I want to solve a parabolic equation as a series of systems of the form: (M / \sigma_j + A) u_{j+1} = M f_j + u_j / \sigma_j

A is a stiffness matrix that I have already compressed and solved a system Au = B before. A is dense, because my problem is non-local. M is the matrix of mass. It is either very sparse or diagonal (Lumped matrix of mass). \sigma_j is just some number. u_{j+1} is the unknown, while u_j was calculated previously. f_j is also known.

I need to solve the above equation repeatedly, so I am interested in doing the compression and possibly the factorization only once, rather than at each step.

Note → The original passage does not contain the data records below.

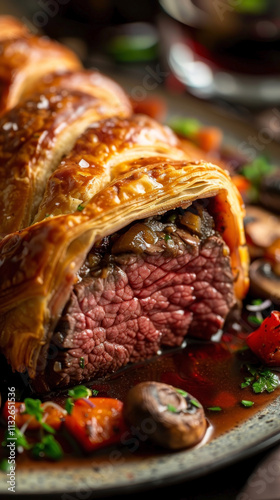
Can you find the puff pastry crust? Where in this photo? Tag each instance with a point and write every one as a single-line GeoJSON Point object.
{"type": "Point", "coordinates": [25, 59]}
{"type": "Point", "coordinates": [75, 167]}
{"type": "Point", "coordinates": [34, 137]}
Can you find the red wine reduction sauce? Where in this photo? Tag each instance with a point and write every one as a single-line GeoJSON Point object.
{"type": "Point", "coordinates": [210, 371]}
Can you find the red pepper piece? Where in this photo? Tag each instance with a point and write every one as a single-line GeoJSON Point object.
{"type": "Point", "coordinates": [96, 422]}
{"type": "Point", "coordinates": [265, 341]}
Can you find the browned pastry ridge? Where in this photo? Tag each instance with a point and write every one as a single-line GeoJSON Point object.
{"type": "Point", "coordinates": [75, 167]}
{"type": "Point", "coordinates": [25, 59]}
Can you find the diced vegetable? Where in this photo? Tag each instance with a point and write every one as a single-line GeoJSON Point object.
{"type": "Point", "coordinates": [155, 107]}
{"type": "Point", "coordinates": [206, 138]}
{"type": "Point", "coordinates": [50, 413]}
{"type": "Point", "coordinates": [96, 422]}
{"type": "Point", "coordinates": [265, 341]}
{"type": "Point", "coordinates": [261, 379]}
{"type": "Point", "coordinates": [209, 138]}
{"type": "Point", "coordinates": [242, 184]}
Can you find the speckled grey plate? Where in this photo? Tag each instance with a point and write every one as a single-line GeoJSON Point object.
{"type": "Point", "coordinates": [113, 474]}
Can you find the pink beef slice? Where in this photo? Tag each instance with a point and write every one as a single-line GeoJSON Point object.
{"type": "Point", "coordinates": [138, 304]}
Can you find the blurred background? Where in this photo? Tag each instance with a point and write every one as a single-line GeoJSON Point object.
{"type": "Point", "coordinates": [225, 51]}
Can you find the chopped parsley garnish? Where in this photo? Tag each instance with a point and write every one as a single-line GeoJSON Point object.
{"type": "Point", "coordinates": [196, 403]}
{"type": "Point", "coordinates": [257, 302]}
{"type": "Point", "coordinates": [4, 465]}
{"type": "Point", "coordinates": [167, 237]}
{"type": "Point", "coordinates": [255, 320]}
{"type": "Point", "coordinates": [33, 408]}
{"type": "Point", "coordinates": [182, 392]}
{"type": "Point", "coordinates": [48, 447]}
{"type": "Point", "coordinates": [246, 403]}
{"type": "Point", "coordinates": [80, 391]}
{"type": "Point", "coordinates": [172, 408]}
{"type": "Point", "coordinates": [172, 218]}
{"type": "Point", "coordinates": [261, 379]}
{"type": "Point", "coordinates": [187, 127]}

So, is it possible in STRUMPACK to sum the ULV factorized form of A with either a sparse or diagonal matrix? Or I should use the HSS compressed form of A?

For the case where M is diagonal, it should be trivial to sum with the compressed matrix, since the compression does not change the diagonal. I think that this function should work:

void strumpack::HSS::HSSMatrix< scalar_t >::shift | ( | scalar_t | sigma | ) |  

For the case when M is sparse, the M matrix is generated on the same mesh as the stiffness matrix A, so may be it is possible to use the same compression structure as A. M has about 5 nonzeroes per row.